AMOS 2023 — The Space Rapid Capabilities Office (SpRCO) is now “finalizing” a plan to acquire software for command and control (C2) of highly mobile satellites and spacecraft being envisioned for future “dynamic space operations,” according to Director Kelly Hammett.
SpRCO is building the “acquisition requirements” for the Rapid Resilient Command and Control (R2C2) program based on feedback gathered from “a number of industry days [and] a number of RFIs [requests for information],” he said in a Sept. 22 presentation at the annual Advanced Maui Optical and Space Surveillance Technologies (AMOS) Conference.
R2C2, a combined effort by SpRCO and Space Systems Command (SSC), is aimed at developing a “software and cloud based architecture that lets us synchronize [maneuvering] assets for potential conflict” in geosynchronous Earth orbit, Hammett told Breaking Defense in an interview after his presentation. “We’re the last tactical mile of C2. We’ll actually go out to the antennas, [and] command and synchronize movements once the overall operational plan has been laid out.”
SpRCO, headquartered at Kirtland AFB in New Mexico, is a semi-independent acquisition organization created by Congress in 2018 to take requirements directly from operators at US Space Command and find ways to quickly get capabilities, including cutting-edge commercial tech, into the field. SSC, headquartered in Los Angeles, is the Space Force’s major acquisition command.

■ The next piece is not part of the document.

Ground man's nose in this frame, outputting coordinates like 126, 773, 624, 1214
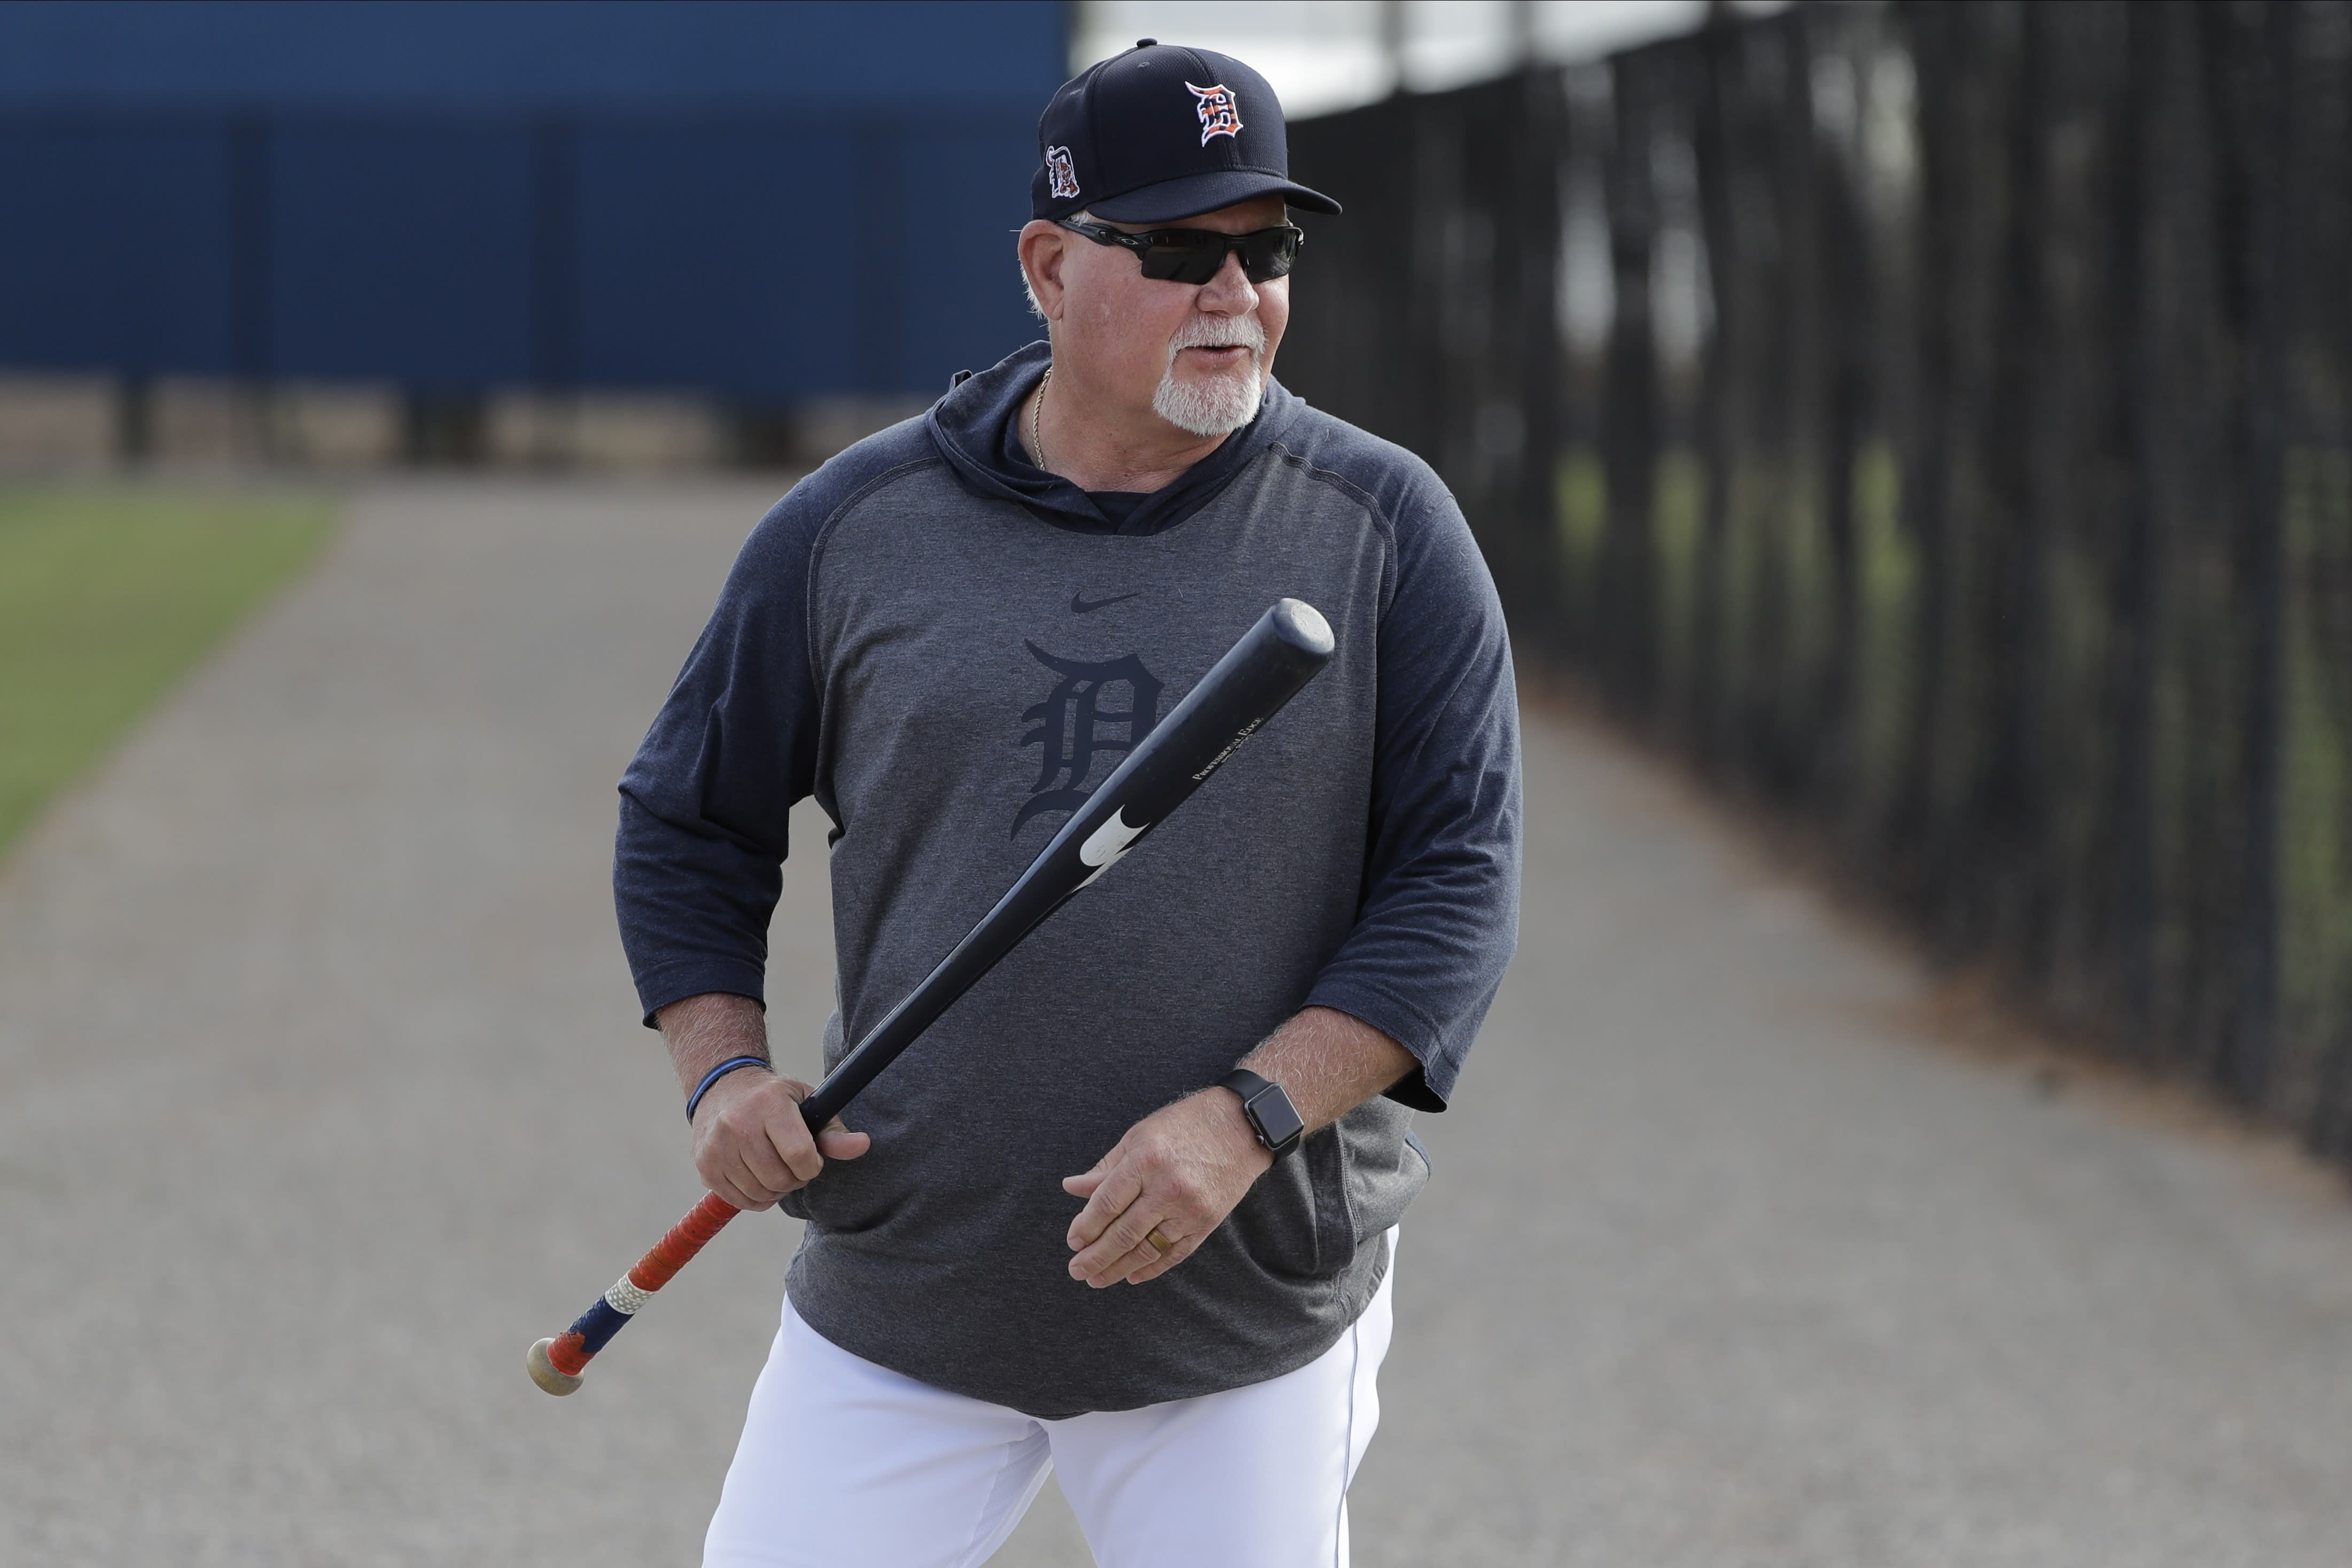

The idea, Hammett said, is to ensure that operators have a “common operating picture,” and a “common user experience” in handling new types of satellites and spacecraft that can rapidly and efficiently maneuver to “take actions” in the face of hostile activity — for example, to keep close eyes on similarly mobile adversary satellites or to get out of the way of anti-satellite missiles.
R2C2 was launched by Air Force Assistant Secretary for Space Acquisition and Integration Frank Calvelli in February. It replaces two previous programs to develop common C2 ground systems:
- SpRCO’s Ground Command, Control and Communications, or GC3, program launched in 2020 to develop a software-based ground system that any Defense Department satellite could plug into; and,
- SSC’s Enterprise Ground Services, or EGS, program that grew out of a 2018 effort by then-head of Air Force Space Command, Gen. Jay Raymond, to develop a unified C2 ground system for all military satellites. EGS was one of a handful of ground systems programs that Calvelli judged as seriously underperforming in his efforts to improve Pentagon space acquisition.
The key problem for EGS, Hammett told Breaking Defense, was that it “tried to boil the ocean” by seeking to integrate satellites for all the different Space Force missions at the same time. R2C2 is instead starting small, he explained, focusing on systems designed for “dynamic space operations.”
Besides missions focused on countering adversary space activities, dynamic space operations also include what SPACECOM officials call “space mobility and logistics” missions such as on-orbit servicing and repair, satellite refueling and space junk cleanup.
Then, the next step will be to figure out how to “scale up” to build C2 software tools to accommodate different mission sets, Hammett said.
Another future challenge for the program will be figuring out how it fits under the Pentagon’s overarching Joint All Domain Command and Control (JADC2) efforts, Hammett noted, especially how sensor data from the JADC2 network about adversary space activities flows into the R2C2 system so operators know what they need to do.
“We need to connect the rest of that,” he said.